It should be clear to most Bible students that God often goes in a direction that others don't see coming, and frankly couldn't even imagine. God is able to do great things with these small players, advancing the kingdom and its values of love, new life, peace, justice, and compassion into the sinful world that has no time, no interest, and no serious commitment to such values.
The first lesson in 1 Samuel 16 goes to the time of seeking a successor king for the God-rejected King Saul. Here we find God setting up a deceit that will allow intimidated Samuel to venture to the no-where burg of Bethlehem to visit Jesse and his sons. Amid a beauty pageant-like lineup of the seven mature sons, Samuel is stunned to find that these strong, rugged, handsome specimens are all NOT the one God wants. Eventually, the boy is remembered, the one out shepherding, David, and he is summoned and chosen. Only God would have sought out the one never considered to be the leader of his mission with God's people.

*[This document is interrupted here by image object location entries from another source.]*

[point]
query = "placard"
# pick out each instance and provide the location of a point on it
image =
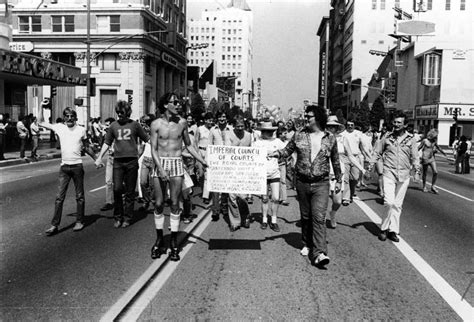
(236, 169)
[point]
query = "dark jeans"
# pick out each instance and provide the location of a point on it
(313, 200)
(23, 146)
(66, 173)
(125, 181)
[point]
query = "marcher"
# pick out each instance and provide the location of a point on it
(168, 133)
(459, 165)
(315, 149)
(238, 208)
(23, 134)
(428, 148)
(272, 144)
(35, 135)
(123, 134)
(73, 139)
(109, 171)
(351, 172)
(400, 155)
(217, 136)
(202, 141)
(281, 134)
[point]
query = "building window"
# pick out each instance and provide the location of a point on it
(108, 62)
(431, 69)
(62, 23)
(448, 5)
(29, 23)
(108, 24)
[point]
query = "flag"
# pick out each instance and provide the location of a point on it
(207, 76)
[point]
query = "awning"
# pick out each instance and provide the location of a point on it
(27, 69)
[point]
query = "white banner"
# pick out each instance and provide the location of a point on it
(237, 169)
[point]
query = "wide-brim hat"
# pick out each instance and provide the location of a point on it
(332, 120)
(267, 126)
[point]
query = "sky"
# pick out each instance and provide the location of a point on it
(286, 46)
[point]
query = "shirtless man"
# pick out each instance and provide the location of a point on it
(168, 133)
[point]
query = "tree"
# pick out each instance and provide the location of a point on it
(198, 107)
(377, 113)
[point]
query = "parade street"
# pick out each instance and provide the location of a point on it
(107, 273)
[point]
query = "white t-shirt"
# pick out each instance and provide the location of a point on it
(71, 142)
(273, 170)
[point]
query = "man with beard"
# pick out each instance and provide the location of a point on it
(73, 140)
(123, 133)
(400, 154)
(168, 133)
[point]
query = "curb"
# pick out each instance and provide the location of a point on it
(43, 157)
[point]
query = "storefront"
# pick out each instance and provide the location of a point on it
(440, 116)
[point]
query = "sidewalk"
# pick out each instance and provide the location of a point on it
(45, 152)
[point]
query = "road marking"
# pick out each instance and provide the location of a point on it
(448, 293)
(453, 193)
(97, 189)
(137, 298)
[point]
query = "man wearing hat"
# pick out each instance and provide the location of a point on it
(315, 149)
(272, 144)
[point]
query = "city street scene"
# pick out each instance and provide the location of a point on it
(291, 160)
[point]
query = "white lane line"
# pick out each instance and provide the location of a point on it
(453, 193)
(448, 293)
(97, 189)
(158, 273)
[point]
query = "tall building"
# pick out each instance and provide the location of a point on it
(137, 49)
(228, 33)
(430, 76)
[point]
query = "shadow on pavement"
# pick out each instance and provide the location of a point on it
(371, 227)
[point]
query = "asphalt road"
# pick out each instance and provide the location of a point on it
(248, 274)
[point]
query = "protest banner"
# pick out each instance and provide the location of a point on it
(236, 169)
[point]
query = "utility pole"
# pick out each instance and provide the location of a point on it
(88, 64)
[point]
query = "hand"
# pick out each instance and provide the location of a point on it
(98, 163)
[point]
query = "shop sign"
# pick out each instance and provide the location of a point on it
(21, 64)
(169, 60)
(426, 111)
(22, 46)
(465, 111)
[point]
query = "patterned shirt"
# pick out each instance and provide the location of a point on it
(317, 169)
(399, 154)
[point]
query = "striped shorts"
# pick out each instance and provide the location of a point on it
(172, 165)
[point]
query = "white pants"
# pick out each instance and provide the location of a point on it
(394, 196)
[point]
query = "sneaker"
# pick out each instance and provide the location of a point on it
(51, 230)
(321, 260)
(107, 206)
(78, 226)
(304, 251)
(274, 227)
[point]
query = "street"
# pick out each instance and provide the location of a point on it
(106, 273)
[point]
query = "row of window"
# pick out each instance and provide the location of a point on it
(427, 4)
(27, 24)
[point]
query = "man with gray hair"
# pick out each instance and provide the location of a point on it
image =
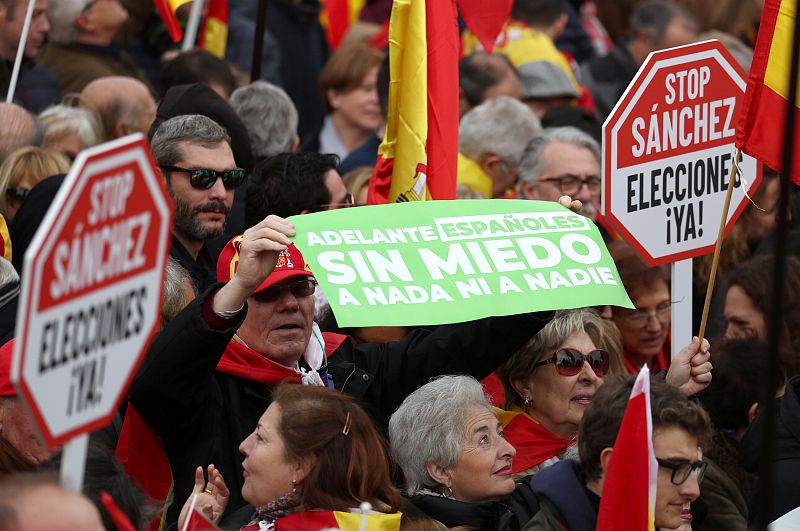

The second lesson in Mark 4 considers two parables about the kingdom and seeds. The first one is really like a Jack and the Beanstalk kind of tale, about a seed and the miraculous, unaided and amazing growth of a harvest-ready plant (despite the poor rendering of this parable by the NIV). No one could understand how this plant came about, but that's a reflection of how the kingdom works its insurgent operations.
The other parable of the mustard seed doesn't seem to work well with the preceding parable. The tiny mustard seed growing into the 'greatest of shrubs' seems rather reserved given the wild exaggeration of the preceding parable. Yet if we turn to Luke 13, we find the same mustard seed parable with the result being a full tree, something that would seem preposterous given the size of the mustard seed and that a big mustard plant is little taller than an average human. Preposterous indeed, and a perfect fit for the Mark context!